La salsa blanca es una de las preparaciones más versátiles de la cocina y un clásico de las mesas navideñas. Permite darle cremosidad a canelones, lasañas, pastas cortas e incluso carnes al horno.
Con pocos ingredientes y una técnica simple, podés lograr una salsa suave, sin grumos y con ese sabor casero que realza cualquier plato festivo.
🥣Preparación
1. Derretir la manteca
En una cacerola chica, calentar la manteca a fuego bajo hasta que se derrita por completo sin que se queme.
2. Incorporar la harina
Agregar la harina y mezclar con cuchara o batidor hasta obtener una pasta homogénea (roux).
Cocinar 1 minuto para quitar el sabor a harina cruda.
3. Agregar la leche de a poco
Sumar la leche caliente en forma gradual, mezclando constantemente para evitar grumos.
Seguir batiendo hasta que la salsa espese.
4. Condimentar
Agregar sal, pimienta y, si te gusta, una pizca de nuez moscada.
5. Ajustar textura
Si queda muy espesa, sumar un poco más de leche.
Si queda muy líquida, cocinar unos minutos más.

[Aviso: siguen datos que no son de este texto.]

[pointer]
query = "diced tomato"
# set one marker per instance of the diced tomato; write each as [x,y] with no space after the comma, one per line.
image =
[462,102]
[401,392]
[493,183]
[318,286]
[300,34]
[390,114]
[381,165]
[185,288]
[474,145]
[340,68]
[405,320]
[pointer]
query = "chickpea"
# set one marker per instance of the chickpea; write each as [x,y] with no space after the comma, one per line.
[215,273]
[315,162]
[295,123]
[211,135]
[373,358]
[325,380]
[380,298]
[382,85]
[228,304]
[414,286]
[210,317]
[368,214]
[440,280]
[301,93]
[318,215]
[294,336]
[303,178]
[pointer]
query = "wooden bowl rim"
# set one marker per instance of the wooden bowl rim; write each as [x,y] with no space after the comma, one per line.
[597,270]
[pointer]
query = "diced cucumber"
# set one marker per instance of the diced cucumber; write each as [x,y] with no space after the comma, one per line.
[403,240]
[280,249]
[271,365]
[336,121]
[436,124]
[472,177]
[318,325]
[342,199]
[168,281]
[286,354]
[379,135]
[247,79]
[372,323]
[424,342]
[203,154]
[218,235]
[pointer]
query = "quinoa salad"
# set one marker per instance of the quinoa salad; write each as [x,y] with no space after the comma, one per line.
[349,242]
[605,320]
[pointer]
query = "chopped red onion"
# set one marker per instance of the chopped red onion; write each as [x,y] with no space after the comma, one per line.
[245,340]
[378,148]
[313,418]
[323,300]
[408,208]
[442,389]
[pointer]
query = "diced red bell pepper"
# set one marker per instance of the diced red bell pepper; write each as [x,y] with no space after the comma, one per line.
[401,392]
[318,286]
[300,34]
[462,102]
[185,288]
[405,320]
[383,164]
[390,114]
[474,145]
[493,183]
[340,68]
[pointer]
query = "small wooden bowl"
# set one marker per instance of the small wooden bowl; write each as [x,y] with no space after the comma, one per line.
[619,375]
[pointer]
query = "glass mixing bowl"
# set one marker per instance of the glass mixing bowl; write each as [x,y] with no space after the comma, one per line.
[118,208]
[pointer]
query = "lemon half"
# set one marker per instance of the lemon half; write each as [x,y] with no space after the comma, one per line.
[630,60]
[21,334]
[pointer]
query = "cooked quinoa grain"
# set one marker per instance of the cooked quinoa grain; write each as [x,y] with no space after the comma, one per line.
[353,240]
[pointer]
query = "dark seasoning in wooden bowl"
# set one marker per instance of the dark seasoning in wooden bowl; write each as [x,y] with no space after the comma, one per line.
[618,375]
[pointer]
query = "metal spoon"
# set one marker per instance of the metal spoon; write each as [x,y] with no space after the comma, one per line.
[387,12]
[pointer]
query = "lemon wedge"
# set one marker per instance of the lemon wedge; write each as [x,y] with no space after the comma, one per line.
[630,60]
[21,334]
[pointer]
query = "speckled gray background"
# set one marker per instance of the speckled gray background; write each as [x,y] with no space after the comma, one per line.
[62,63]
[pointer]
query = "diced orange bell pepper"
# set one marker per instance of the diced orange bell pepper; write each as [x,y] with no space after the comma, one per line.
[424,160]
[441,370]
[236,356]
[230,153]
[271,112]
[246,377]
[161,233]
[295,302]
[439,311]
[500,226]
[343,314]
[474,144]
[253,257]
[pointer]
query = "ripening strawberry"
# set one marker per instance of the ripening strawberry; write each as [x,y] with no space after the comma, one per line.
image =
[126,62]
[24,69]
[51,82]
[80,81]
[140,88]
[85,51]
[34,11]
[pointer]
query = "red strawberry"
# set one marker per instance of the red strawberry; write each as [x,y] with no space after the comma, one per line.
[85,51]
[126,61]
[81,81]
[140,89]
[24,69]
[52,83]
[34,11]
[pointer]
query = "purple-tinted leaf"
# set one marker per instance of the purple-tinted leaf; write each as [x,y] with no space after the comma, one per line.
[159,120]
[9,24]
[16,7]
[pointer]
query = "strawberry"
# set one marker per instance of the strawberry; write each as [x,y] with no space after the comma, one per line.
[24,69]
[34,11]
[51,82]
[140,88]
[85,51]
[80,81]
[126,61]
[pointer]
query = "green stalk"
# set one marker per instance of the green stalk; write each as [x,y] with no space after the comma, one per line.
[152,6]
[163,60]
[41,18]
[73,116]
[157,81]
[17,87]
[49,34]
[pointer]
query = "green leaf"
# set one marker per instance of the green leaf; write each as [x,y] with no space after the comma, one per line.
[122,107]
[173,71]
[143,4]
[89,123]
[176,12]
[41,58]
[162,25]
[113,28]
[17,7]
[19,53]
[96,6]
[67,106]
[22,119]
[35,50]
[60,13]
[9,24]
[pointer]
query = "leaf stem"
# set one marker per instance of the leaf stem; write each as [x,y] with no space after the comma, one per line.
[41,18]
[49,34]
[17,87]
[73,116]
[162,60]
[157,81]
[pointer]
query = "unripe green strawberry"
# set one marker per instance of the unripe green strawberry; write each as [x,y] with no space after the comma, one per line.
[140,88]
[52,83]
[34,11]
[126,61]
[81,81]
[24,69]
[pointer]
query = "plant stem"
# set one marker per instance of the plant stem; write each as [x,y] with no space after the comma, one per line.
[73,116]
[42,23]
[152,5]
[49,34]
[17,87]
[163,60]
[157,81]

🎄Cómo usarla en una mesa navideña
Para pastas
Canelones, lasañas, ravioles o fideos cortos quedan mucho más cremosos con salsa blanca casera.
Para carnes blancas
Pollo, cerdo o pescado adquieren una textura suave y sabor más delicado.
Para gratinados
Mezclada con queso rallado, es ideal para gratinar verduras o papas en horno.
Variantes festivas
Salsa blanca con queso
Agregar 100 g de queso rallado para una versión más sabrosa.
Salsa blanca con cebolla
Sumar cebolla picada rehogada antes de incorporar la leche.
Salsa blanca al limón
Ideal para pescados: agregar ralladura y un chorrito de jugo de limón.
💡Tips para que salga perfecta
Usá leche caliente
Facilita la disolución y evita grumos.
Batidor de mano siempre a mano
Es la mejor herramienta para lograr textura lisa.
Cocción baja
El fuego fuerte la corta o la pega al fondo.
Hacé un poco de más
La salsa blanca rinde mucho y puede salvar cualquier plato último momento.